Netflix built a fully automated, self-service pipeline to migrate its fleet of RDS PostgreSQL databases to Aurora PostgreSQL - achieving near-zero downtime with no credentials required and no application code changes.

Required Knowledge

  • PostgreSQL - An open-source relational database that stores data in tables, like a very powerful spreadsheet. Netflix uses it to power many of its backend services.
  • Amazon RDS vs. Aurora - Both are managed database services on AWS. RDS is the traditional offering; Aurora is AWS's cloud-native rewrite with better scalability, high availability, and cost efficiency at scale.
  • Replication - The process of continuously copying data changes from one database (the source) to another (the destination) so they stay in sync. This allows migrations with minimal downtime.
  • Write-Ahead Log (WAL) - A running record of every change made to a database, written before the change is applied. Replication works by streaming this log to a replica so it can replay the same changes.
  • Data Access Layer (DAL) - Middleware that sits between applications and databases. Netflix routes all database traffic through a DAL (built on Envoy proxies), which means switching databases requires only a config update - no app code changes needed.

My Key Takeaways

  • Automating migrations at scale requires eliminating manual touchpoints - With ~400 clusters, any step that needed human intervention or database credentials would have made the migration untenable.

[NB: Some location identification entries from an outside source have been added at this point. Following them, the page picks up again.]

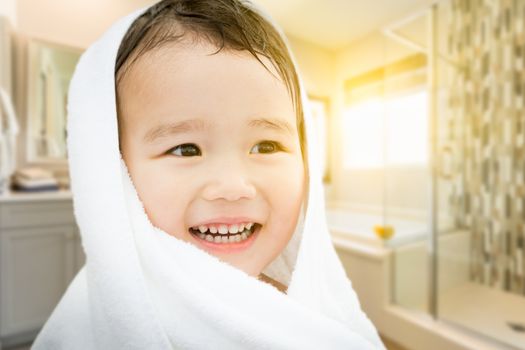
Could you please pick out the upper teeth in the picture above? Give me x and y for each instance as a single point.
(224, 229)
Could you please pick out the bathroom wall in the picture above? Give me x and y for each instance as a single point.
(8, 9)
(72, 23)
(316, 65)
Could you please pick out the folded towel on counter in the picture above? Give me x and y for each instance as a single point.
(142, 288)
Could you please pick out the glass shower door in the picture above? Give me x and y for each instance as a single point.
(480, 131)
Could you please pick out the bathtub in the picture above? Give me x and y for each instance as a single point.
(383, 274)
(359, 226)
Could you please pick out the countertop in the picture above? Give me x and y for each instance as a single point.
(14, 196)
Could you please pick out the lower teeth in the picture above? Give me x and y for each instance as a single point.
(226, 238)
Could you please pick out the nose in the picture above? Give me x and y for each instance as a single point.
(230, 184)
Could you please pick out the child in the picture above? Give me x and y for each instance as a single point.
(193, 183)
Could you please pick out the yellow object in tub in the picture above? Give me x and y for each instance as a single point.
(384, 232)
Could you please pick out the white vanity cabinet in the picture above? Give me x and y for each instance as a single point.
(40, 253)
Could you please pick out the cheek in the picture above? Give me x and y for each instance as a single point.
(287, 193)
(165, 195)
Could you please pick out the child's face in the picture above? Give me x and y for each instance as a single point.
(231, 117)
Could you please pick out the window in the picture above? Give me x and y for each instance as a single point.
(386, 132)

Netflix's workflow is fully self-service: service owners trigger it themselves with no platform team involvement per migration.
  • Infrastructure-layer quiescence is more reliable than app-layer controls - Trusting applications to stop writes is fragile. Netflix enforces quiescence by stripping security groups and rebooting the RDS instance, guaranteeing no stale connections can write to the source during cutover.
  • Understanding your metrics deeply prevents incorrect cutover decisions - The 0 → 64 MB oscillation in OldestReplicationSlotLag looks like lag but isn't. Without understanding this behavior, teams might wait indefinitely or cut over prematurely. Netflix's automation specifically watches for this pattern as a signal that replication is complete.
  • A proxy layer makes database migrations transparent to applications - Because all traffic flows through Netflix's Envoy-based Data Gateway, switching from RDS to Aurora required only a config update to the proxy. No application code changed, no credentials rotated, no service restarts needed.
  • Standardizing on fewer database technologies compounds value over time - By consolidating onto Aurora PostgreSQL, Netflix can invest engineering depth into one system, build shared tooling, and reduce operational overhead - rather than spreading expertise across many database engines that largely solve the same problems.